貫井徳郎 15


空白の叫び


2006/09/11

 『殺人症候群』は裁かれない罪を多面的に描いた大作だった。唯一欠けていたのは、加害者の視点。本作はより踏み込んで、加害者となった少年たちの心の動きに迫る。上下巻だが、それに見合う読後感が得られることは保証する。

 日々紙面を飾る少年犯罪のニュース。しかし、加害少年について我々が得られる情報は限られている。当事者である遺族にさえも、「更正」の名の下に情報は閉ざされる。若くして殺人者となった彼らのその後が報道されることは稀だ。社会的影響の大きさから、「酒鬼薔薇聖斗」の出所は報じられたが、これは極めて異例と言っていい。

 ある少年は語る。「心の闇」というのは便利な言葉だ。とりあえず、理解の及ばない連中を一緒くたに括っておける。ここに、境遇も性格も異なる三人の同年代の少年たちがいる。彼らはそれぞれに歪みや鬱屈を抱えている。あるきっかけで、それらは爆発する。衝動的に殺人者となった三人。少年が殺人者に堕ちる瞬間とは、かくも呆気ないものなのか。これもまた「心の闇」なのだろう。だが、殺人に至る道筋は幾通りも存在する。

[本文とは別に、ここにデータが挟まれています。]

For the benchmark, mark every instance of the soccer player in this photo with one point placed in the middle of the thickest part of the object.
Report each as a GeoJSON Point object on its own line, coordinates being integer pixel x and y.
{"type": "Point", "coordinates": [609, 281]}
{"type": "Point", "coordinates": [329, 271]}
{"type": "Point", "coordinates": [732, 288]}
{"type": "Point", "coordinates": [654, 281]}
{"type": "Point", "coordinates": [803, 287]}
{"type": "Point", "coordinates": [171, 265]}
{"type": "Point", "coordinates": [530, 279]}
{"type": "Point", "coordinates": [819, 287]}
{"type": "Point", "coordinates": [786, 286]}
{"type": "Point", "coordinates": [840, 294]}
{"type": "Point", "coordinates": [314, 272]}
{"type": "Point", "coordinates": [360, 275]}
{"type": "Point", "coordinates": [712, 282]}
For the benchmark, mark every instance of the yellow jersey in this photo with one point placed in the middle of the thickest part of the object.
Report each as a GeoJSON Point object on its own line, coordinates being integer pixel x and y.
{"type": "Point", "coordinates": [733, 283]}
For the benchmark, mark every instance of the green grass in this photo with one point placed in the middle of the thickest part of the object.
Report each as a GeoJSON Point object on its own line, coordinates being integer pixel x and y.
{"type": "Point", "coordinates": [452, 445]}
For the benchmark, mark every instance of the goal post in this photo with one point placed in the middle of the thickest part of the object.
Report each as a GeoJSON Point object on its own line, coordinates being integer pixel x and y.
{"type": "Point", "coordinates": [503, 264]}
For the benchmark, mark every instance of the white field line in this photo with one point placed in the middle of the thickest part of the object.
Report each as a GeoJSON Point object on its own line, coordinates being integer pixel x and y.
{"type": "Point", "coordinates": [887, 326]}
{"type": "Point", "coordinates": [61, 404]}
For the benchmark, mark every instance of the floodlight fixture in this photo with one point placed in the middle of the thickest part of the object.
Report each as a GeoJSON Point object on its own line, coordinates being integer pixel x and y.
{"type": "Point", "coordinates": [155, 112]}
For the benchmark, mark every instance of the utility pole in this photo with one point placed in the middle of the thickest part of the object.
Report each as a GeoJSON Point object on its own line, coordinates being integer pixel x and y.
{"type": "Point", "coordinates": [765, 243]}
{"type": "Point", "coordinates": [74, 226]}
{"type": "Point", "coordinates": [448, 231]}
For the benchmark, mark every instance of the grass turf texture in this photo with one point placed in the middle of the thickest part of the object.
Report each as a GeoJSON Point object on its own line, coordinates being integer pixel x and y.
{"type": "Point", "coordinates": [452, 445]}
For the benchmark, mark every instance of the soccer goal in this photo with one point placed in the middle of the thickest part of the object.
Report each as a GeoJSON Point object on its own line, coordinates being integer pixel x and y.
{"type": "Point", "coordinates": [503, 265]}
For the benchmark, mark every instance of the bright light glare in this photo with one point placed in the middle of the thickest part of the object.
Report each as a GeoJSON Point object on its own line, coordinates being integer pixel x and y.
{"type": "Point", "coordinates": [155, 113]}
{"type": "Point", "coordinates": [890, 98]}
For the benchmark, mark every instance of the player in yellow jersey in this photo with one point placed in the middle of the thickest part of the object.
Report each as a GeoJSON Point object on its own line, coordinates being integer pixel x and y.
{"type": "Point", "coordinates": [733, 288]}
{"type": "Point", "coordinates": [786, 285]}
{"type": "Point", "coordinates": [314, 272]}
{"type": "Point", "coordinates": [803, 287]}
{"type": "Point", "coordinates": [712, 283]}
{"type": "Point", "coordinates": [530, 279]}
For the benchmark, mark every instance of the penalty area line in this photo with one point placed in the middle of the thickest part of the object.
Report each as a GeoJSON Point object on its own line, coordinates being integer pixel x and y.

 三人が殺人者となるまでを描いた第一部の迫力は凄まじい。決して感情移入はできないはずなのに、破裂するまで鬱屈を溜め込んだ彼らの心の動きが、心臓の鼓動を速める。息苦しさを覚える。そして、接点のなかった三人が少年院で出会う第二部。あまりにも若い殺人者は、院内でも注目の的だ。「更正」を目的とした院内の日常に目を瞠る。彼らは殺人者。いかなる仕打ちにも同情などしない。それなのに、心がざわめくのはなぜだ。

 読み応えのある上巻とはやや空気が変わる下巻は、三人の出所後を描く第三部で占められる。自分の周囲に、殺人を犯して少年院を出所してきた少年がいたとしたらどうだろう。更正を信じて、温かく見守ることができるか。答えは否だ。世間は殺人者が立ち直ることなど、のうのうと生きていくことなど望んではいない。結局また鬱屈を抱える三人。

 少年院で奇妙な縁が生まれた三人が、選んだ道とは。それは引き返せない道。ある者は生きるためと言う。一番気弱そうな彼の豹変ぶりに肌が粟立つ。ある者は自暴自棄な破滅衝動に突き動かされた。呆れるほどに見事な計画には、彼らが知らないうちに綻びが生じていたのだった。殺人者に残された選択肢は、あまりにも皮肉な結末に至る。

 出所した三人に付きまとう悪意の正体など、ミステリー的には弱い点や強引な点も正直あると思う。しかし、三人の少年たちの心の軌跡は、それらを補って余りある。だから、重さや長さにひるまず、三人の『空白の叫び』に耳を傾けてほしい。